1 2 3 4 5 6 7 8 9 10 11 12 13 14 15 16 17 18 19 20 21 22 23 24 25 26 27 28 29 30 31 32 33 34 35 36 37 38 39 40
|
bool parity(int x, int size)
{
int i;
int p = 0;
x = (x & ((1<<size)-1));
for (i=0; i<size; i++)
{
if (x & 0x1) p++;
x = x >> 1;
}
return (0 == (p & 0x1));
}
#include <string>
std::string binary_str(int n, int num_bits)
{
std::string output(num_bits, '0');
for (int i = 0; i < num_bits; i++)
{
char bit = (n % 2) + '0';
output[i] = bit;
n = n / 2;
}
return std::string(output.rbegin(), output.rend()); // reversed
}
#include <iostream>
int main()
{
using std::string;
int num_bits = 4;
for (int x = 0; x < 16; x++)
{
// print [input] [output]
string input = binary_str(x, num_bits);
int output = parity(x, num_bits);
std::cout << input << " " << output << '\n';
}
}
| |
0000 1
0001 0
0010 0
0011 1
0100 0
0101 1
0110 1
0111 0
1000 0
1001 1
1010 1
1011 0
1100 1
1101 0
1110 0
1111 1 |
It returns whether or not the input number has an even number of 1s.
______________________________________
Afterthoughts:
I don't know assembly very well, but you can play around with websites like godbolt.org to see what the C++ compiler is producing.
For example, your function creates the following assembly code on -O3 optimization
1 2 3 4 5 6 7 8 9 10 11 12 13 14 15 16 17 18 19 20 21 22 23 24 25 26
|
parity(int, int):
mov ecx, esi
mov eax, 1
mov r8d, edi
sal eax, cl
lea edi, [rax-1]
and edi, r8d
test esi, esi
jle .L5
xor eax, eax
xor edx, edx
.L4:
mov r8d, edi
and r8d, 1
cmp r8d, 1
sbb eax, -1
add edx, 1
sar edi
cmp ecx, edx
jne .L4
not eax
and eax, 1
ret
.L5:
mov eax, 1
ret
| |
If we look at the pattern I posted in the output above the assembly, you might notice that the output is, sequentially, is 1001 0110 0110 1001. You can kinda see a recursive, fractally thing going on.
But let's search for 1, 0, 0, 1, 0, 1, 1, 0, 0, 1, 1, 0, 1, 0, 0, 1 on OEIS.org
You'll find that this is the Thue-Morse sequence, described as,
"
a(n) = "parity sequence" = parity of number of 1's in binary representation of n.", or
"
a(n) = S2(n) mod 2, where S2(n) = sum of digits of n, n in base-2 notation. "
If you search for this, you can find some interesting fractals, like the Koch snowflake.

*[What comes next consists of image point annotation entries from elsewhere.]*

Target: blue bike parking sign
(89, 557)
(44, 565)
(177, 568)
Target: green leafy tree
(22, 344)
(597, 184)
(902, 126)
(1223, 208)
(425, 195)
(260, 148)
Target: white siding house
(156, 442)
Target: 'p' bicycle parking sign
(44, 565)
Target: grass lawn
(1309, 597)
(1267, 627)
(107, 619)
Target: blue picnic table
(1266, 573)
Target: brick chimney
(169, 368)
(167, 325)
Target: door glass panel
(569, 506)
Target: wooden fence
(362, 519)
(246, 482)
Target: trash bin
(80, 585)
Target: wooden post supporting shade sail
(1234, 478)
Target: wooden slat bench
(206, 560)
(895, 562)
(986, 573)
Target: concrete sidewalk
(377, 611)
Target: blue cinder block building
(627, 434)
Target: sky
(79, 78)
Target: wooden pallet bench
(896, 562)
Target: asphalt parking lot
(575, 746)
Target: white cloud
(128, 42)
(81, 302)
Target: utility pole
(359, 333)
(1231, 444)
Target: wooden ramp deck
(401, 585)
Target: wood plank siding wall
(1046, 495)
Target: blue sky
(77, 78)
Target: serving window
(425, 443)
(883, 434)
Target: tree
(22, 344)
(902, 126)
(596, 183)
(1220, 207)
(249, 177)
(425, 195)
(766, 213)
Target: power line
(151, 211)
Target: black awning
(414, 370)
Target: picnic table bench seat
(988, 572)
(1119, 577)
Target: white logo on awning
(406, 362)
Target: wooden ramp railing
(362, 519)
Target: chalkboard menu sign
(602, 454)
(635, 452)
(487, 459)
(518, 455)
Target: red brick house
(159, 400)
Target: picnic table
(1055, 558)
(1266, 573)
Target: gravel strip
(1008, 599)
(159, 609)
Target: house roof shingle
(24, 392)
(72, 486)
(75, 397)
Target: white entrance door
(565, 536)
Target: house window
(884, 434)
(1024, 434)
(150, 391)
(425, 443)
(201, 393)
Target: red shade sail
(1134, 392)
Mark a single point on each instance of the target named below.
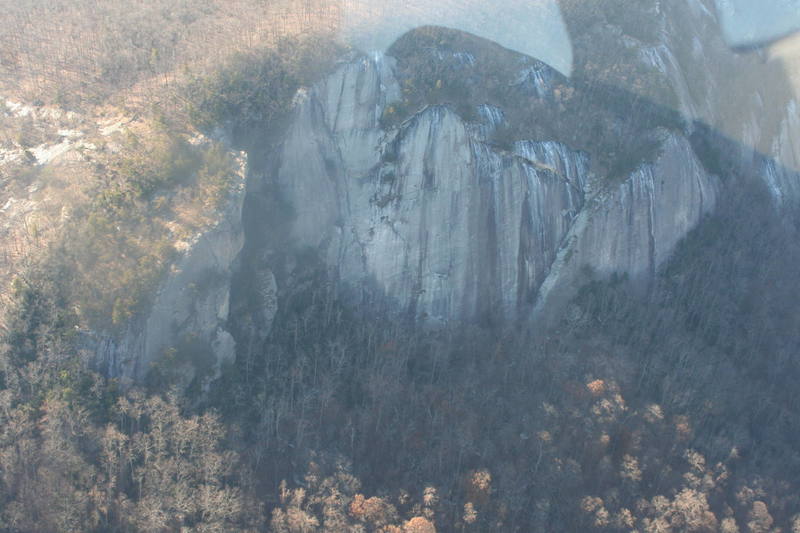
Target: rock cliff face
(449, 227)
(443, 224)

I guess for whatever reasons, the compiler isn't smart enough to pick on some optimizations. We can help the compiler out a bit by removing the if-branch.
1 2 3 4 5
|
for (i=0; i<size; i++)
{
p += (x & 0x1);
x = x >> 1;
}
| |
In this case, this only eliminates, I think, one or two instructions? So not much difference, but it is interesting to note that even with today's advanced compilers, there are places where if you try hard to not use if-else statements, the compiler can optimize more.

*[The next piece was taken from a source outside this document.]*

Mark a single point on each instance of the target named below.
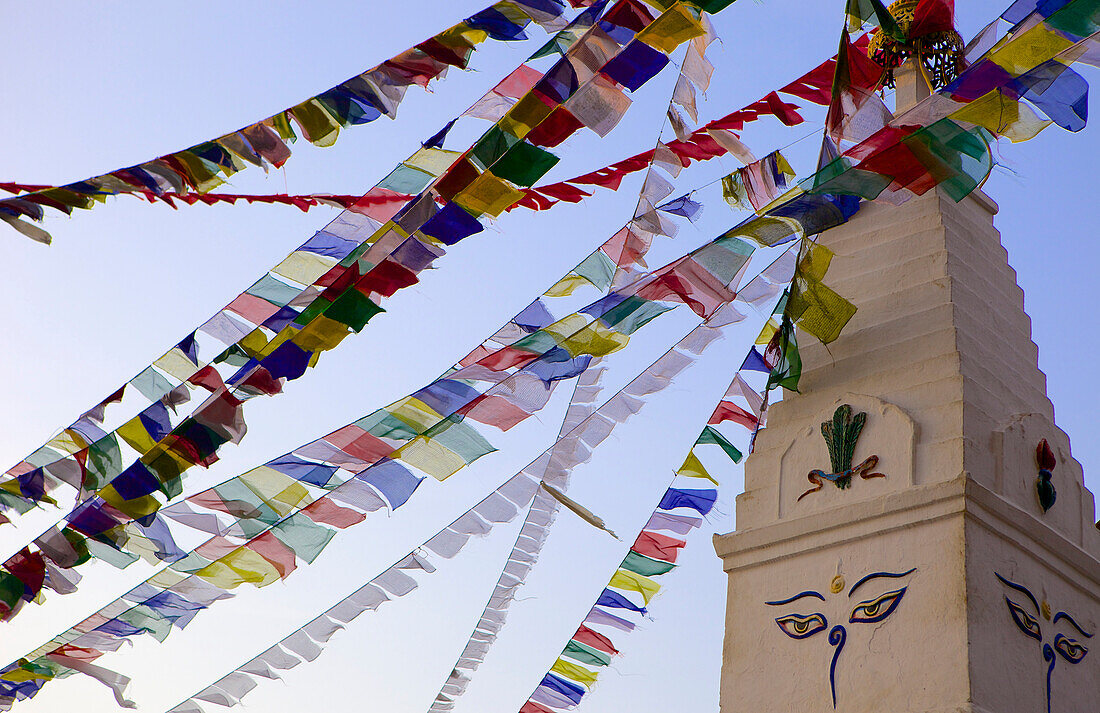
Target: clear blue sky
(95, 87)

But if we go back to the OEIS description, note that the second description is "sum of digits, mod 2". In mod 2, addition is equivalent to xor. So... we should be able to change our for loop.
1 2 3 4 5 6 7 8 9 10 11
|
int parity_v3(int x, int size)
{
x = x & (1 << size) - 1;
int ret = 1;
for (int i = 0; i < size; i++)
{
ret = ret ^ (x & 0x1);
x = x >> 1;
}
return ret;
}
| |
I believe this produces the same result. I don't think its any faster than the above method (at least, not in any significant way), but I just thought it was interesting.